Some patients with rectal cancer are not able to have it removed by surgery. They may suffer from symptoms as their cancer grows, including pain, diarrhoea and the need for a stoma (bowel bag). For these patients, radiotherapy combined with chemotherapy is used. A standard dose of radiotherapy given over 5.5 weeks can lead to the cancer disappearing in about one third of patients. We want to find out if a higher radiotherapy dose given over the same time will give greater benefit to patients with acceptable side effects. This could lead to better treatment and improved quality of life.
Patients with small (early) rectal (back passage) cancers would normally have these treated using surgery to remove the whole rectum. However, there are some patients who are not suitable for surgery. This can either be because surgery is thought to be too risky because of other medical problems which would increase the risks of having surgery. Or it can be because patients would have difficulty looking after a stoma (bowel bag) following surgery. For such patients, radiotherapy or radiotherapy given at the same time as chemotherapy (‘chemoradiotherapy’) can be used. A standard dose of radiotherapy is given over 5.5 weeks and can lead to the cancer disappearing in about one third of patients.
The APHRODITE study will explore the potential benefit of giving a higher radiotherapy dose over 5.5 weeks to see if this improves the chance of the cancer completely disappearing, while at the same time not causing too many extra side effects. In the future this could lead to better treatment and improved quality of life.
After randomisation into either the standard dose radiotherapy arm or the higher dose radiotherapy arm, you will follow the treatment schedule below:
Professor Simon Gollins is a Consultant Clinical Oncologist based at The North Wales Cancer Treatment Centre, Glan Clwyd. Professor Gollins qualified in medicine in 1988 at the University of Oxford, where he also carried out 3 years of laboratory research for a Doctor of Philosophy degree (PhD). Following medical jobs in Bath and Birmingham he gained his Membership of the Royal College of Physicians in 1991.
His oncology training took place at the Christie Hospital Manchester where he gained his Fellowship of the Royal College of Radiologists in 1994 and at Velindre Hospital Cardiff where he was also a Consultant Clinical Oncologist prior to moving to North Wales.
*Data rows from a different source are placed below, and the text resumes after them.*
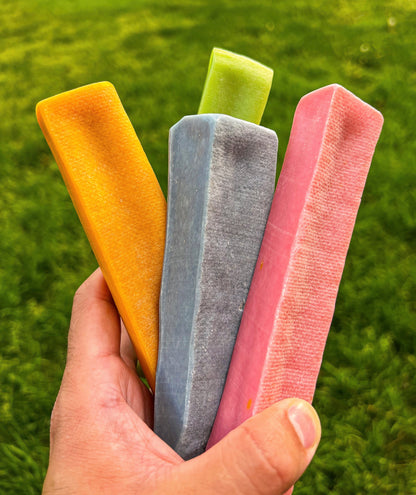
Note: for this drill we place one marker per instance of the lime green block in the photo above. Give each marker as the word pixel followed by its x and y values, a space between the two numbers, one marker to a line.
pixel 236 85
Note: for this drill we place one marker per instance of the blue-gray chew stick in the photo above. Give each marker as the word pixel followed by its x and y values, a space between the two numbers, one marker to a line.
pixel 221 183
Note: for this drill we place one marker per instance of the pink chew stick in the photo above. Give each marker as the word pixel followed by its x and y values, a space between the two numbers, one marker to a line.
pixel 290 305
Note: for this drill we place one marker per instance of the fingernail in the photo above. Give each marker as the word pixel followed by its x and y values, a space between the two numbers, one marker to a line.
pixel 302 416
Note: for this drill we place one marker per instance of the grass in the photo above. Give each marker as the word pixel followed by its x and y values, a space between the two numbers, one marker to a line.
pixel 156 54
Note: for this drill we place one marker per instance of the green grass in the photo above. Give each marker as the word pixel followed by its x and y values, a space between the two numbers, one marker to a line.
pixel 156 54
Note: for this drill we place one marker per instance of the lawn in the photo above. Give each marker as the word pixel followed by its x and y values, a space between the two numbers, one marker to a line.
pixel 156 54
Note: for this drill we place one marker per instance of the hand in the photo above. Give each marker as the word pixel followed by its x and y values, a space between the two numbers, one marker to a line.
pixel 101 436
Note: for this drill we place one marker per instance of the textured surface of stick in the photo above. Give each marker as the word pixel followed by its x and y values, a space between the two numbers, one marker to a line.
pixel 221 183
pixel 118 200
pixel 236 85
pixel 290 305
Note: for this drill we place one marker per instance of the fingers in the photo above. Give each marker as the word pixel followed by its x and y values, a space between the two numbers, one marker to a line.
pixel 95 324
pixel 127 351
pixel 266 454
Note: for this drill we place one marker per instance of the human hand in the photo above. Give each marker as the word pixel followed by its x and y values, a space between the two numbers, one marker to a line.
pixel 101 436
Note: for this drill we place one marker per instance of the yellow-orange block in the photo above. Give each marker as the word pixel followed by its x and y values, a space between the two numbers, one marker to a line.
pixel 118 200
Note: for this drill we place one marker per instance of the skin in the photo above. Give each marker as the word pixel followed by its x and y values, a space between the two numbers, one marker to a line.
pixel 101 427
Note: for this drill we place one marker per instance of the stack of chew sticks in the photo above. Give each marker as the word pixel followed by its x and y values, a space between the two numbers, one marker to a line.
pixel 230 245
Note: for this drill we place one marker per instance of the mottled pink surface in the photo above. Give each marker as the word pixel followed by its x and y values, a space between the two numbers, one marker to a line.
pixel 291 301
Professor Gollins has been a Consultant Clinical Oncologist based at the North Wales Cancer Treatment Centre since June 1998 and has been Clinical Director of Oncology for Betsi Cadwaladr University Health Board since 2010. In his NHS practice he is responsible for regular outpatient clinics at the North Wales Cancer Treatment Centre and Wrexham Maelor Hospital. As a Clinical Oncologist he is responsible for treating patients with cancer with both radiotherapy and chemotherapy and his subspecialty interests are upper and lower gastrointestinal cancer, pancreaticobiliary cancer, head and neck cancer and thyroid cancer.Since 2005 Professor Gollins has been North Wales Clinical Lead for the Wales Cancer Research Network and in 2008 he became a Member of the Colorectal Clinical Studies Group of the National Cancer Research Institute (NCRI) and in October 2013 was appointed Visiting Professor at Glyndwr University.
Ane Appelt is a clinical radiotherapy researcher, with a background in medical physics and oncology. She works part-time in the NHS, in the radiotherapy department at St James’s University Hospital, and part-time at University of Leeds, where she holds a Yorkshire Cancer Research Fellowship. Her main research focus is on improving radiotherapy treatment for lower gastrointestinal cancers, especially minimizing long term treatment toxicity.
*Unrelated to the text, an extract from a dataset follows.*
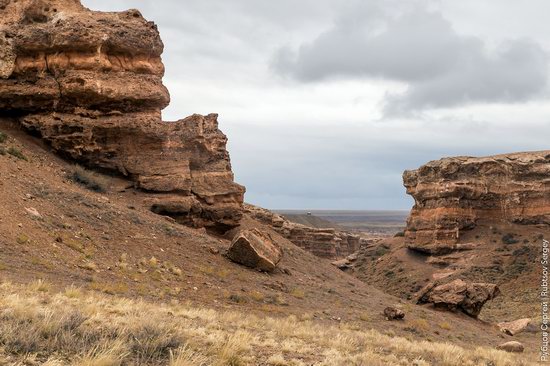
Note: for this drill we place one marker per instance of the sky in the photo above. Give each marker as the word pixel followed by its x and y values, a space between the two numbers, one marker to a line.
pixel 327 102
Ane has a background in physics, but has spent the last decade working on cancer research in clinical radiotherapy in the UK and Denmark. She has degrees from Durham and University of Southern Denmark, including a PhD in oncology. She has trained as a medical physicist in multiple hospitals in Denmark, and is a registered clinical scientist in the UK. Additionally, she has held a postdoctoral position at Rigshospitalet, University of Copenhagen, with several long stays as visiting researcher at the University of Wisconsin, Madison, and the MD Anderson Cancer Center in Houston, Texas.
Samantha Noutch is a senior clinical trial coordinator, with a background in early phase clinical trial project management. Samantha has experience in running clinical trials in a project management and site management setting for both the pharmaceutical industry and academic trials.
Samantha has a background in neuropsychopathology and biomedical science, specialising in pharmacology. She obtained her Ph.D. from the University of Bradford, England.